Technology and Dementia Preconference
Alzheimers Dement. 2024 Dec;20 Suppl 10:e094291. doi: 10.1002/alz.094291.
ABSTRACT
BACKGROUND: Smartphone-based assessments are a promising tool for early detection of cognitive decline in midlife. Previous research has shown such cognitive markers can be sensitive to a range of potentially modifiable dementia risk factors even in healthy adults. However, their sensitivity to genetic risk factors like APOE-e4 is likely to differ by cognitive domain, with evidence of strong negative effects on wayfinding tasks but mixed for other domains. We investigated the associations between a set of previously validated smartphone-based cognitive markers and APOE-e4.
METHOD: N = 87 cognitively unimpaired, APOE-genotyped participants (aged 44-67, 57.5% female) of the PREVENT study completed a self-administered module in the smartphone application Neureka, including gamified cognitive tasks and memory self-evaluation (completion rates: 81%-99%). Controlling for age, gender, education, and parental history of dementia, we compared APOE-e4 carriers (n = 35) with non-carriers in their performance on five cognitive measures: model-based planning, visual working memory, processing speed (∼Trails A), cognitive flexibility (∼Trails B), and subjective memory problems. We conducted receiver operating characteristic (ROC) analysis to assess if APOE-e4 status can be predicted from norm-adjusted cognitive scores, i.e., the difference between observed cognitive performance and what we would predict for given demographics based on an additional benchmark sample (N = 3,376, aged 18-84, 65% female).

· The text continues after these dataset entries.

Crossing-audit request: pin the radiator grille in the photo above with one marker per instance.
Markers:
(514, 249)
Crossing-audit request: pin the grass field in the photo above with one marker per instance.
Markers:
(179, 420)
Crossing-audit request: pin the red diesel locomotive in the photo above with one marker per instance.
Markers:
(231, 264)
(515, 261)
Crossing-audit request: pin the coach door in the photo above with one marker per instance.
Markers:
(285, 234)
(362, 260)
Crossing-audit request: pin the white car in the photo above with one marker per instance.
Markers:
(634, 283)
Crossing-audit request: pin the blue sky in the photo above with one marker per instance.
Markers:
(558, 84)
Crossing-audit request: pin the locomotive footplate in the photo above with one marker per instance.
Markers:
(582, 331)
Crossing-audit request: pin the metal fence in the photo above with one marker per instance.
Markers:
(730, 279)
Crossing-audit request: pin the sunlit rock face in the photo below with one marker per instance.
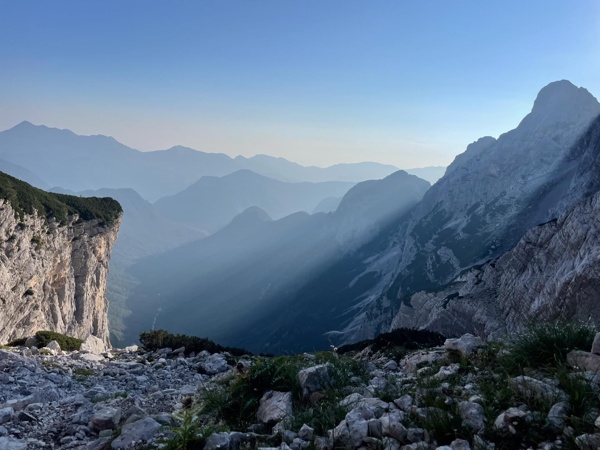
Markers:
(489, 197)
(53, 277)
(552, 273)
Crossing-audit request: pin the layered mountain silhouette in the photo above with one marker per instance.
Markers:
(78, 163)
(212, 202)
(255, 264)
(486, 201)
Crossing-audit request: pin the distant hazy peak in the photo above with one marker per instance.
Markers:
(251, 215)
(561, 102)
(560, 94)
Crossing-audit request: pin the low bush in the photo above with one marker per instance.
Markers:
(547, 344)
(66, 343)
(404, 338)
(157, 339)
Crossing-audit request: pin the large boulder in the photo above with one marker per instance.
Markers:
(585, 361)
(106, 419)
(94, 345)
(134, 432)
(315, 379)
(275, 406)
(465, 345)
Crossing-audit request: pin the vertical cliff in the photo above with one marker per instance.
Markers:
(54, 255)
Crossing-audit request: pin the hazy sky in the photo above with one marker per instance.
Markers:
(409, 83)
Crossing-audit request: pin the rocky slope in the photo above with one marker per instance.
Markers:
(488, 198)
(54, 269)
(552, 273)
(462, 396)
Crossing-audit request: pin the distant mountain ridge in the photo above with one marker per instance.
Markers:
(212, 202)
(237, 277)
(78, 163)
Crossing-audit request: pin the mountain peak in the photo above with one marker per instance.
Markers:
(563, 95)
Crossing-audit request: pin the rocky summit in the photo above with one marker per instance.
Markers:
(465, 394)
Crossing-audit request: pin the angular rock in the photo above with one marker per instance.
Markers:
(465, 345)
(588, 441)
(315, 379)
(6, 414)
(536, 389)
(510, 421)
(106, 419)
(54, 345)
(215, 364)
(306, 433)
(135, 432)
(217, 441)
(558, 415)
(472, 414)
(585, 361)
(358, 427)
(8, 443)
(93, 344)
(274, 406)
(460, 444)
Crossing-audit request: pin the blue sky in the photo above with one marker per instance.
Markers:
(409, 83)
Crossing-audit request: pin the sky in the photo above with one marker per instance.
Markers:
(409, 83)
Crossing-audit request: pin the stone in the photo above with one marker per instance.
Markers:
(306, 433)
(510, 421)
(106, 419)
(214, 364)
(588, 441)
(391, 426)
(315, 378)
(6, 414)
(413, 362)
(358, 427)
(472, 415)
(404, 403)
(460, 444)
(9, 443)
(585, 361)
(596, 345)
(32, 341)
(465, 345)
(557, 415)
(93, 344)
(53, 345)
(91, 357)
(535, 389)
(136, 432)
(217, 441)
(274, 406)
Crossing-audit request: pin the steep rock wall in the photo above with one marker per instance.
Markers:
(53, 277)
(552, 273)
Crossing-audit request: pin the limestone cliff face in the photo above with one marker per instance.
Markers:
(53, 277)
(552, 273)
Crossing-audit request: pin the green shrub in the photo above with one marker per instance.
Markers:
(66, 343)
(17, 342)
(236, 402)
(547, 344)
(157, 339)
(402, 339)
(25, 198)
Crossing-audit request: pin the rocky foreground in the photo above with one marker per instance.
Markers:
(459, 396)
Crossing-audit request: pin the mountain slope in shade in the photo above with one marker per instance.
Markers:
(552, 273)
(487, 199)
(237, 277)
(23, 174)
(212, 202)
(431, 174)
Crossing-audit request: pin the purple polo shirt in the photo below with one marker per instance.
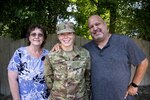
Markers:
(111, 67)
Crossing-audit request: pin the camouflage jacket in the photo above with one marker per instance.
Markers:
(67, 74)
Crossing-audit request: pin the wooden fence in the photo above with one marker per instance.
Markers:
(8, 46)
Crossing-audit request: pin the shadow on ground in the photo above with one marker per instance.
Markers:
(143, 94)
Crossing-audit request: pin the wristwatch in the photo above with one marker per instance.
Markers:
(134, 85)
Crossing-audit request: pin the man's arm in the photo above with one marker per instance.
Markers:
(138, 76)
(13, 83)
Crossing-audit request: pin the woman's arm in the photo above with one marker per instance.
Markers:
(13, 83)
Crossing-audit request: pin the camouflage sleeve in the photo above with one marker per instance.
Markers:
(48, 73)
(88, 77)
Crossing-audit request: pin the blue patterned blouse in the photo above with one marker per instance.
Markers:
(31, 81)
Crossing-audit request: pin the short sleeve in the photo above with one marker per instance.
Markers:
(14, 61)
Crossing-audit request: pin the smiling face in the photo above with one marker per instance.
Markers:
(98, 28)
(66, 39)
(36, 37)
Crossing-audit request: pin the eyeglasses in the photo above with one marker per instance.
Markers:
(36, 34)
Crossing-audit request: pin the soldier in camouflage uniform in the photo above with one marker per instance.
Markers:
(67, 72)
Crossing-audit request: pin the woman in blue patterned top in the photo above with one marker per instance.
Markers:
(25, 69)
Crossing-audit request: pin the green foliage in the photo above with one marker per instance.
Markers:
(17, 15)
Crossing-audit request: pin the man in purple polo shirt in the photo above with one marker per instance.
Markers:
(112, 56)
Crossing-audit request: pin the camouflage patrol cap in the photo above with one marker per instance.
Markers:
(65, 27)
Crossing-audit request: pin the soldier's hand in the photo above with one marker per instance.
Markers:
(131, 91)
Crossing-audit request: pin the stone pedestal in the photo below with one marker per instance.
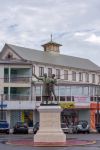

RESULT: In univariate analyses, APOE-e4 carriers did not significantly differ from non-carriers in their demographic characteristics or cognitive scores except for visual working memory, which was better in carriers (t(63.226) = 2.245; p = .028). After controlling for covariates, APOE-e4 status was not significantly linked to, which was better in APOE-e4 carriers (ß[bootstrapped 95% CI] = -0.29[-0.53,-0.06]; t = -2.30; p = .025). In ROC-analysis, norm-adjusted visual working memory scores modestly differentiated between carriers and non-carriers (AUC(SE) = .648(0.067); bootstrapped 95% CIs = 0.515-0.774).
CONCLUSION: The non-significant associations between APOE-e4 and most cognitive markers suggest limited sensitivity to genetic risk. Interestingly, APOE-e4 carriers outperformed non-carriers in visual working memory, which could be due to antagonistic pleiotropy effects, but needs to be replicated in larger samples. The current study shows limited evidence for the clinical utility of our cognitive markers as indicators of genetic risk in middle-aged cognitively unimpaired adults.